I'm not sure if it's pure chance or I'm onto something. Maybe you crypts nuts can help.

I have lots of crypts - balansae, undulata, wentii (brown and green) and parva. My 33 gal. is packed with them. They've been in there about 6 months now.

For some reason the wendtii were having the odd leaf melt now and again. Nothing serious, probably 3 leaves or so per week.

The tank is low lighting (1.1wpg T8 for 10 hours), CO2 mist, 2x weekly TMG for trace and 2x weekly NPK. 50% water change per week.

Since I went CO2 24/7 instead of with lighting (solenoid) the crypts have grown better and there is no melting at all.

Pure chance, or is the more stable CO2 level (and pH) helping?


----------



## fastlee84 (Apr 12, 2004)

Crypts are generally sensitive to changes in water. So now that u have constant CO2, ur ph won't change and therefore ur crypts are no more melting. I'm doing the same for my 100% crypt tanks. But i didn't do 50% water change. Actually i rarely do water changes. I only top up water every 4 days. Lol... My crypts are doing fine..


----------



## Kai Witte (Jan 30, 2006)

Hello George,

What's the pH in the morning and in the evening?


----------



## gf225 (Mar 26, 2005)

Thanks for the replies.

Tank water pH remains a steady 6.8 now with 24/7 CO2 injection.

I also use a CO2 dropper with 4dH ref. solution to ensure CO2 is good, it remains a steady green.

There's plenty of surface movement too, so CO2 build-up isn't an issue through the night, and O2 is good.

I recieved my new camera (Nikon P4) yesterday so hope to share some photos with you soon.

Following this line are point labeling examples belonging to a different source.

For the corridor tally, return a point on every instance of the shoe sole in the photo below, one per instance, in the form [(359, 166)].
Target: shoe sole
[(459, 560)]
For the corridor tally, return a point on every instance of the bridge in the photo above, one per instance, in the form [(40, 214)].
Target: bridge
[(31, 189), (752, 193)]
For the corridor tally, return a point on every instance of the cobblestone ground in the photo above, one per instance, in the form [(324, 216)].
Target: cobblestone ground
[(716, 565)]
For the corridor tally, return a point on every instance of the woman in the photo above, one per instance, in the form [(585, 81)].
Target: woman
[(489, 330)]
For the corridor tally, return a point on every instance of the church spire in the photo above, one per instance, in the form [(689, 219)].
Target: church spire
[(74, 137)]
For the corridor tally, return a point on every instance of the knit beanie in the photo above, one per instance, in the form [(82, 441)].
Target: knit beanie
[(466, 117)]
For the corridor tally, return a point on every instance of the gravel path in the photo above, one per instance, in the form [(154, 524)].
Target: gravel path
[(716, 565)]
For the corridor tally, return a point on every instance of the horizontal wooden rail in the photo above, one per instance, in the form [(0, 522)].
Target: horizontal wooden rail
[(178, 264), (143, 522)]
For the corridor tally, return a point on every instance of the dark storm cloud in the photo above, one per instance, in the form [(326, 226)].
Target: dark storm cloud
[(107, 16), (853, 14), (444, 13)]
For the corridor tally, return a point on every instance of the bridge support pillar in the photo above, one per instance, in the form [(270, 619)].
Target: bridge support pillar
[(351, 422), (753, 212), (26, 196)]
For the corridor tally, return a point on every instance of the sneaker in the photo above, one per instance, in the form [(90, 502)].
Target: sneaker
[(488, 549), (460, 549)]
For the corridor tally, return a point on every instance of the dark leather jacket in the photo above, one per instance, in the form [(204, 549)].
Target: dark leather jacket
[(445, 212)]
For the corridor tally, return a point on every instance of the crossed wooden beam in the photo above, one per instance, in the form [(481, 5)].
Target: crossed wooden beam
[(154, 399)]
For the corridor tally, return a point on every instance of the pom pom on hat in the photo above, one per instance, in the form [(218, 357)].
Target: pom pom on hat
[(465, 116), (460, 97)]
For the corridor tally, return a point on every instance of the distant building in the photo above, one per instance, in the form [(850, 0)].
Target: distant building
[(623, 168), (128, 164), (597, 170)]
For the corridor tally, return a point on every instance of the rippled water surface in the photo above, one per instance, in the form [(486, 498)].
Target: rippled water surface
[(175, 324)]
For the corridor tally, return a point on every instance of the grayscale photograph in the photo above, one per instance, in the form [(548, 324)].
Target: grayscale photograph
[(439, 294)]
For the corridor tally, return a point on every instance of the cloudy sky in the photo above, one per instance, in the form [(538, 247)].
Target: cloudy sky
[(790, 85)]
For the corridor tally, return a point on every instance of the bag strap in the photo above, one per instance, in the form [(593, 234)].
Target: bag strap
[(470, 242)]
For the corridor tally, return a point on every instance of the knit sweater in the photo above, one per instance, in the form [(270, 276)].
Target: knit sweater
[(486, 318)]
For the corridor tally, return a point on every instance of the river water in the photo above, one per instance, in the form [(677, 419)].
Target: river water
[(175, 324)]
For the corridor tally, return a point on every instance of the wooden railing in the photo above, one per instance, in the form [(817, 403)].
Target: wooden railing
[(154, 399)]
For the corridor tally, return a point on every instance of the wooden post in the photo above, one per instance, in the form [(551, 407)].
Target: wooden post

I'm relatively new to keeping crypts but they are fast becoming my favourite plant. They suit my busy lifestyle!

Thanks again.


----------



## wintor56 (Feb 2, 2007)

Hi George,

I too am a UK crypt fan.
I have various crypts ( with other plants) in a 4 ft " soft water- 2 parts ro to 1 part tap water" tank with Co2 only when the lights are on, using a solenoid. Strangely enough have not suffered any incidences of melt . The only time I have come across it, is on new imports.
I did try 24hr Co2 but found the fish gasping.
I have also recently increased the lighting from 3 x 4ft T8 to a new 4ft, 4 tube, Arcadia T5 luminaire. Lighting is now twice as many watts as before. Still no melt.
What GH and KH do you have in your tank.

Regards,
Des


----------



## gf225 (Mar 26, 2005)

Hi Des,

Great to hear of another UK crypt fan!

Approx. 13dGH and 7dKH.

You think the hard water may be an issue? Is wendtii sensitive to hard water? It grows well except the odd melting leaf.


----------



## ed seeley (Dec 1, 2006)

Hi George,
I've got a fair few Crypts in my tanks and they do great in the softer water that I use for all my tanks. Most of my crypts don't melt once established (with CO2 turned off overnight), but my C.wendtii 'Mi Ota' which is still having the odd leaf melt, like you described! This is all in water with 0dKH and 3dGH.


----------



## wintor56 (Feb 2, 2007)

Hi George,

The water in my "soft" water tank is approx 5-6 gh.
I also have a hard water tank with a gh of 15-16, which is straight out of the tap. I have hard water crypts such as usteriana and aponogetifolia, affinis, also wendtii type crypts together with a few other plants. No melt in this tank either with the high gh. It too has co2 but runs 24hrs through a spiral diffuser, at a low level.
Having said that , just this morning found that a newly purchased crypt usteriana that was in a pot in my "soft " tank was showing symtoms of slight melt. On investigation foung that my large tank of CO2 was empty!!!!!. This in turn would have caused a change in ph which I believe would have caused the melt.There were no other changes in this tank for 2 weeks ie. since the last water change.


Regards,
Des.


----------